Ela acordou, e percebeu que estava sozinha. Ele havia saído outra vez. Toda vez era a mesma coisa, saía caminhar pela madrugada e a largava ali, sozinha, sem ninguém para dividir a cama. Levantou, foi até o banheiro, e lavou o rosto. As olheiras bem definidas, abaixo dos olhos, e aquela expressão cansada eram o que acompanhava o rosto da jovem. Foi até a cozinha, e pegou um copo d'água. Sentou-se na cadeira e começou a chorar. As lágrimas corriam soltas, os soluços eram audíveis. Palavras sem nexo saiam de sua boca, ao mesmo tempo que tentava puxar o ar para seus pulmões. Por quanto tempo se seguiu a cena? Não se sabia. Mas as lágrimas não paravam de correr, e saíam com toda a força possível. Parou. Ouviu um som vindo da janela, e seguiu para lá. Olhou para baixo e tudo que se via e ouvia eram vozes alteradas e dois homens se estranhando. Era ele. Pelo jeito havia bebido demais, e pela terceira vez nessa semana havia arranjado confusão. Seguiu para o quarto.
Não entendia muito bem o que o homem ao seu lado dizia, mas para ele as palavras pareciam ofensivas e hostis.
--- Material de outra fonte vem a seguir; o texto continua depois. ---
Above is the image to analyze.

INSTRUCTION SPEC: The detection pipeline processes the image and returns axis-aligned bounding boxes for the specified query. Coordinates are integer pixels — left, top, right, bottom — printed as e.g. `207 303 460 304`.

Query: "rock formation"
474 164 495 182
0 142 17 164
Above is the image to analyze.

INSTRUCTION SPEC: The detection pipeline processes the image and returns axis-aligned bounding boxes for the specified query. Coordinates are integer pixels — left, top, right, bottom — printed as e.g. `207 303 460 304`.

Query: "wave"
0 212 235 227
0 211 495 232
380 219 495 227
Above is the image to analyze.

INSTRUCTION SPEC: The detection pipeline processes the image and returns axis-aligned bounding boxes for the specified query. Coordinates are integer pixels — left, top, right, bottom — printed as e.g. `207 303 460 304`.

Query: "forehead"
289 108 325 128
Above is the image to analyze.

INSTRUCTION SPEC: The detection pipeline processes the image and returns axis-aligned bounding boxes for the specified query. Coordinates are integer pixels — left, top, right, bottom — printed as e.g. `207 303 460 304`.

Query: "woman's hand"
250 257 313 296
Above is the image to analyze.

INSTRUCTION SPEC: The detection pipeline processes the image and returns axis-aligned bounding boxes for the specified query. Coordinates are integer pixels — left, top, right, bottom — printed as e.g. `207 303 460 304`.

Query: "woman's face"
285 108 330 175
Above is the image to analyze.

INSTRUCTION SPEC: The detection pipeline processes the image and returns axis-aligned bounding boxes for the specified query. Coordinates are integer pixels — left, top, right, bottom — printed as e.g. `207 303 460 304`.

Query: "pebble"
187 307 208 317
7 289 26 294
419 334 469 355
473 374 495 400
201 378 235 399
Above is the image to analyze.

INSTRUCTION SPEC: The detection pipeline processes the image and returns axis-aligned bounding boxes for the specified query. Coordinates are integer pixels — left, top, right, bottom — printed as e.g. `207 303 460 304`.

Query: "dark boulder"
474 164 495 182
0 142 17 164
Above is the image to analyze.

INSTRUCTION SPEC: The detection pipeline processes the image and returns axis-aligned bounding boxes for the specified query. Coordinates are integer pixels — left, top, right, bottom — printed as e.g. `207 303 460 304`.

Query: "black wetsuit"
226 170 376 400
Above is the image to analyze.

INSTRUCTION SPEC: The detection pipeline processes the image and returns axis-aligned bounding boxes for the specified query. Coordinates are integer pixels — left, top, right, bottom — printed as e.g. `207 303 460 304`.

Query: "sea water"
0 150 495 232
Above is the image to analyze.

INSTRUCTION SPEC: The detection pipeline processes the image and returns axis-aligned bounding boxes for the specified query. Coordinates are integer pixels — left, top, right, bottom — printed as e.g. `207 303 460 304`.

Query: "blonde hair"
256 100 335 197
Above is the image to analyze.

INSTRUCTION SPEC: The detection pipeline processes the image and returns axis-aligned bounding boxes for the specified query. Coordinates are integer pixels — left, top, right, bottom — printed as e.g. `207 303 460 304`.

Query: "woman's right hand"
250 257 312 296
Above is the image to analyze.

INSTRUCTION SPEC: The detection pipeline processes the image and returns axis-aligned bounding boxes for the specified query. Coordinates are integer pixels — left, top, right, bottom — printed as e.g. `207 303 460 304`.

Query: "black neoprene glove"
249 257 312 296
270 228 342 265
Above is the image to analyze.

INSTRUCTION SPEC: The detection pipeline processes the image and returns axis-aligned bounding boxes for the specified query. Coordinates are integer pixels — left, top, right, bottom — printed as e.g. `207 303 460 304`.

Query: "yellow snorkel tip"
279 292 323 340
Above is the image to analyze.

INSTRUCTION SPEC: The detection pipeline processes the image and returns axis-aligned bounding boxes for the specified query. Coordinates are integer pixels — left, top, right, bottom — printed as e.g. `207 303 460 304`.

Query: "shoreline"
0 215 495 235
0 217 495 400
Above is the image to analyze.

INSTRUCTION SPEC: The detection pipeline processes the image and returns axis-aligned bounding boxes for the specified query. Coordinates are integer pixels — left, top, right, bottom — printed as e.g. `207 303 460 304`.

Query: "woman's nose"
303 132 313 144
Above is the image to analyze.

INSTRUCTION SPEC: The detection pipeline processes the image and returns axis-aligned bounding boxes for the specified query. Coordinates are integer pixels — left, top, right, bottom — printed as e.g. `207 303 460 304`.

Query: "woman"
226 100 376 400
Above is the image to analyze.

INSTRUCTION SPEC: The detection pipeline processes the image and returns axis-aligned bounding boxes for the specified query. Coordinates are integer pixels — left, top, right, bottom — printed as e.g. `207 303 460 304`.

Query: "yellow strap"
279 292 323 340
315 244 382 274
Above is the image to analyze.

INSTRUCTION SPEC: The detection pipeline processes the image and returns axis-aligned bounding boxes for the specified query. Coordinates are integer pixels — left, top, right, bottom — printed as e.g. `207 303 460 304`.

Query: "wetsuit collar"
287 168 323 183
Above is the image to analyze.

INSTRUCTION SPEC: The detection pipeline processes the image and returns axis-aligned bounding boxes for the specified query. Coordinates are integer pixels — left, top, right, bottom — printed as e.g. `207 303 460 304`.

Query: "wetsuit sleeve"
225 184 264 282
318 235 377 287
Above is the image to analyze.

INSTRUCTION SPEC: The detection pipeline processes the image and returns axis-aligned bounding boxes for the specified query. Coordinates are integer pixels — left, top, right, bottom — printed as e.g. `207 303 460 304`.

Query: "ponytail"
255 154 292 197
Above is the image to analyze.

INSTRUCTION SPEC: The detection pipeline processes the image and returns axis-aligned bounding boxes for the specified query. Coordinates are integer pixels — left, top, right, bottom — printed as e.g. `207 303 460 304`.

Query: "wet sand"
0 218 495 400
Respondeu a altura. Assim se seguiu a confusão. Os vizinhos saíam nas janelas para ver o que acontecia, e os dois homens no chão brigando. Ninguém ousou fazer nada e muito menos chamava a polícia. Esse espetáculo acontecia toda semana e a polícia já havia parado de ir para aqueles lados a muito tempo. Levantou-se do chão, e dessa vez, tudo que conseguiu foi um olho roxo e um arranhão no braço. Nada de mais. Subiu até seu apartamento e abriu a porta. Chamou por ela, mas ninguém respondeu. Seguiu até o quarto e não encontrou ninguém. Ela havia dito que iria... e foi. Acendeu seu cigarro que acabara de comprar. No dia seguinte ela voltaria, ela sempre voltava.
Uma semana e nada. Duas, três, havia mais de um mês e ela não voltou. Dessa vez era definitivo. Ele não acreditava, ou não queria acreditar. A cada semana que passava, se afogava em mais uma garrafa de uísque, e já não era visto sóbrio. Desconhecia essa condição. Em uma noite qualquer, andando pelas ruas, viu uma silhueta conhecida. Era ela. Resolveu ir até lá, mas apareceu uma segunda silhueta, essa masculina, que a abraçou. Pensou em ir até lá mais uma vez, mas percebeu a expressão da jovem. Já não existiam mais as olheiras, o olhar cansado. Ela estava mais bonita que nunca. Ela havia dito que um dia iria... e foi. E ele, teve de aceitar.